The result is a Republican Supreme Court majority that, to an unprecedented extent, embodies minority rule. Assuming Barrett is confirmed, five of the six sitting Republican justices will have been appointed by GOP presidents who initially lost the popular vote. (George W. Bush, like Trump, won the Electoral College and lost the popular vote in his first election.) And all three of Trump’s nominees will have been confirmed by senators who represented less than half of the American public. The same is true for Thomas, who was nominated by George H. W. Bush.

As the party is now constituted, the GOP’s chances of winning popular majorities in presidential elections—or representing most Americans in the Senate—will probably be even lower in the coming decade than they’ve been in the past few. Trump has relentlessly targeted the GOP on the priorities and resentments of non-college-educated, Christian, and rural white voters—groups whose numbers are either stagnant or shrinking.

Meanwhile, the key groups that favor Democrats—such as college-educated white voters, people of color, and adults who don’t identify with any religious tradition—are growing. Generational transition is accelerating all of these changes. Millennials were the most diverse generation in American history, but Generation Z is more diverse still. The unnamed generation younger than Gen Z is the first in American history in which people of color compose the majority, according to recent calculations by the Brookings Institution demographer William Frey.

In November, for the first time, the diverse generations born after 1981—Millennials and Gen Zers—will equal the preponderantly white generations born before 1964 as a percentage of eligible voters, Frey calculates. By 2024, those younger generations will almost certainly exceed them as a share of actual voters, with the gap widening quickly after that. Figures provided to me by Frey on the racial composition of the millions of young people who have turned 18 since the 2016 election offer a preview of what’s coming: Young people of color make up about 70 percent of those newly eligible voters in California and Nevada, two-thirds in Texas, three-fifths in Arizona, and about 55 percent in Georgia, Florida, New York, and North Carolina.
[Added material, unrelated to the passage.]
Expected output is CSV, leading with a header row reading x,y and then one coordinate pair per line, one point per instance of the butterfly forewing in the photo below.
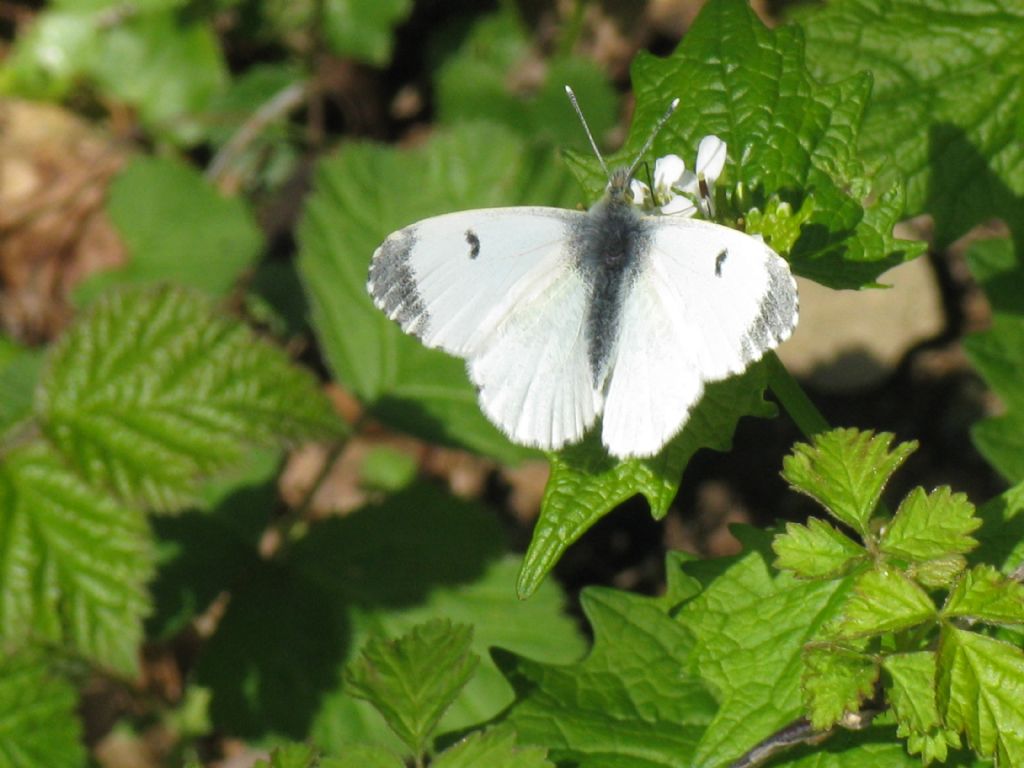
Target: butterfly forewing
x,y
498,287
707,302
It’s not hard to see a collision ahead between a conservative Supreme Court majority and the priorities of those younger Americans, including climate change, racial equity, voting rights, gun control, and protections for same-sex couples. “This focus on judgeships that [Senate Majority Leader Mitch] McConnell has put in place is really the only way” that conservatives can see of “guaranteeing their ideological priorities,” Alvin Tillery, the director of Northwestern University’s Center for the Study of Diversity and Democracy, told me.

Brownstein then provides a history lesson about how “America has been here before.”

This is how the shrinking white Republican minority sabotages the emerging diverse Democratic majority. It cannot hold against a rising tide, but it will lead to a difficult transition period until the old ways are swept away by a new generation.